The ban has been lifted on the nine airlines affected – Emirates , Etihad Airways, Qatar Airways, Turkish Airlines , Saudi Arabian Airlines, Royal Jordanian , Kuwait Airways , EgyptAir and Royal Air Maroc – which are the only carriers to fly direct to the United States from the region.
King Khalid was the last of 10 airports to be exempted from the ban, the U.S. Department of Homeland Security (DHS) confirmed in a tweet late on Wednesday.
U.S. officials lifted the ban after visiting the 10 airports in Egypt, Morocco, Jordan, the United Arab Emirates, Saudi Arabia, Kuwait, Qatar and Turkey over the past three weeks to confirm new security measures announced last month were being implemented.

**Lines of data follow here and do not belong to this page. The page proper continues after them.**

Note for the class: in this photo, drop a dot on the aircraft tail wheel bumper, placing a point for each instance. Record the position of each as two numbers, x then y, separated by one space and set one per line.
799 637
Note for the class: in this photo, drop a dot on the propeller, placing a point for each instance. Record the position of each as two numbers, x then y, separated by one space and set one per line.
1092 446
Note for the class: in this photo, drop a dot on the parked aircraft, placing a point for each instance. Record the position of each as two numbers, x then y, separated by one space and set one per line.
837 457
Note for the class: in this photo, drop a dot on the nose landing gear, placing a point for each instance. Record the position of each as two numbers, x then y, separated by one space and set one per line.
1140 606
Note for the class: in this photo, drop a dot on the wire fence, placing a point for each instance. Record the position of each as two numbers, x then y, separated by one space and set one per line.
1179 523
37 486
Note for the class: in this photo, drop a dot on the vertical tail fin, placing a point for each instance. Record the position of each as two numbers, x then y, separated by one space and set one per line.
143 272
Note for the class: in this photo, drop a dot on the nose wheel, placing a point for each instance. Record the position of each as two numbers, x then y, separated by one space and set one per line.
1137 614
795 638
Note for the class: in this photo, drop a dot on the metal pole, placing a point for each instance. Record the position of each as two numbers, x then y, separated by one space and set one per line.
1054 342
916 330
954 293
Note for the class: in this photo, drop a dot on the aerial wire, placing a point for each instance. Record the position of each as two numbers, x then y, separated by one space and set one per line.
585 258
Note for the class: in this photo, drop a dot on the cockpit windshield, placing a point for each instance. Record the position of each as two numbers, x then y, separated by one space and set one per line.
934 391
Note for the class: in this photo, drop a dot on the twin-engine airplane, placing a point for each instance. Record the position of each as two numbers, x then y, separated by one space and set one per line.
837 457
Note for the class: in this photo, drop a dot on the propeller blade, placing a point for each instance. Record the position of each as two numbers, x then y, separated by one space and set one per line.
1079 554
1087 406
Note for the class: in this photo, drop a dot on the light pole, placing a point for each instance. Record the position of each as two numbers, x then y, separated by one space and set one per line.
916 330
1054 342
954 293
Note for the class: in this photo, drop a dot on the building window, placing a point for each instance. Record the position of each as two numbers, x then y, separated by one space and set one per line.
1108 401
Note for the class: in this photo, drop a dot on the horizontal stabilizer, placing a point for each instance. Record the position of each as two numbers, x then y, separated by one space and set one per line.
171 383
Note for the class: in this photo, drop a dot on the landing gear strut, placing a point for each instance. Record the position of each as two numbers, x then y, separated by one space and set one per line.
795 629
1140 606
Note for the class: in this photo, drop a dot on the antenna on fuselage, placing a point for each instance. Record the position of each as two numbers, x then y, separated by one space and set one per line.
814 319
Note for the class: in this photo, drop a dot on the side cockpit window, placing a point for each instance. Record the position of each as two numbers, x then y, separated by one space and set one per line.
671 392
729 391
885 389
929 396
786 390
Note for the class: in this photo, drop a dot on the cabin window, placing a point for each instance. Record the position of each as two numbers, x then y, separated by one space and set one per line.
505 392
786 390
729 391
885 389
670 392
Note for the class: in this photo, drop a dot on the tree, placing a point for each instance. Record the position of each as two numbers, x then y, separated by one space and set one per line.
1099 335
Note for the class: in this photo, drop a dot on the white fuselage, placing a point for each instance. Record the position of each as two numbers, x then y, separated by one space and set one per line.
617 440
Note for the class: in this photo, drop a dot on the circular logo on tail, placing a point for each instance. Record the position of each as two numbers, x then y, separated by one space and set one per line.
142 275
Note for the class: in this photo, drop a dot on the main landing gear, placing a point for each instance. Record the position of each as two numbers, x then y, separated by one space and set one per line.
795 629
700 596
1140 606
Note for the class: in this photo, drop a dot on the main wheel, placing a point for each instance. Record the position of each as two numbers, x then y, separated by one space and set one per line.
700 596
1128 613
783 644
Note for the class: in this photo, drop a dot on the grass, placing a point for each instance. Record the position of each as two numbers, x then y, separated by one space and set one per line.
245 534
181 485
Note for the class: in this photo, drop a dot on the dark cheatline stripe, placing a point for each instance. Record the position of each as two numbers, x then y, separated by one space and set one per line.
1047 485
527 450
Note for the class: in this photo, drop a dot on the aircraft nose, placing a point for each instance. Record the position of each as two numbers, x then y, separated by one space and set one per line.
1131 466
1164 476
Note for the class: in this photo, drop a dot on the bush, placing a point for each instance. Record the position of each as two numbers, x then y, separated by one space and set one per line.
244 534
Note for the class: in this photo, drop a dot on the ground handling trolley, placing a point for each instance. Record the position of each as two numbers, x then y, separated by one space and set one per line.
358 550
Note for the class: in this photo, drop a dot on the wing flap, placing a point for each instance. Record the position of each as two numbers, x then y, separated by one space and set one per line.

The new requirements include enhanced passenger screening at foreign airports, increased security protocols around aircraft and in passenger areas and expanded canine screening. They affect 325,000 airline passengers on about 2,000 commercial flights arriving daily in the United States, on 180 airlines from 280 airports in 105 countries.
Leading industry group the International Air Transport Association (IATA) criticised the laptop ban as ineffective, as security experts argued that militants could travel to the United States via Europe or elsewhere where the restrictions didn’t apply.
Middle East carriers have blamed Trump’s travel restrictions, which include banning citizens of some Muslim majority countries from visiting the United States, for a downturn in demand on U.S routes.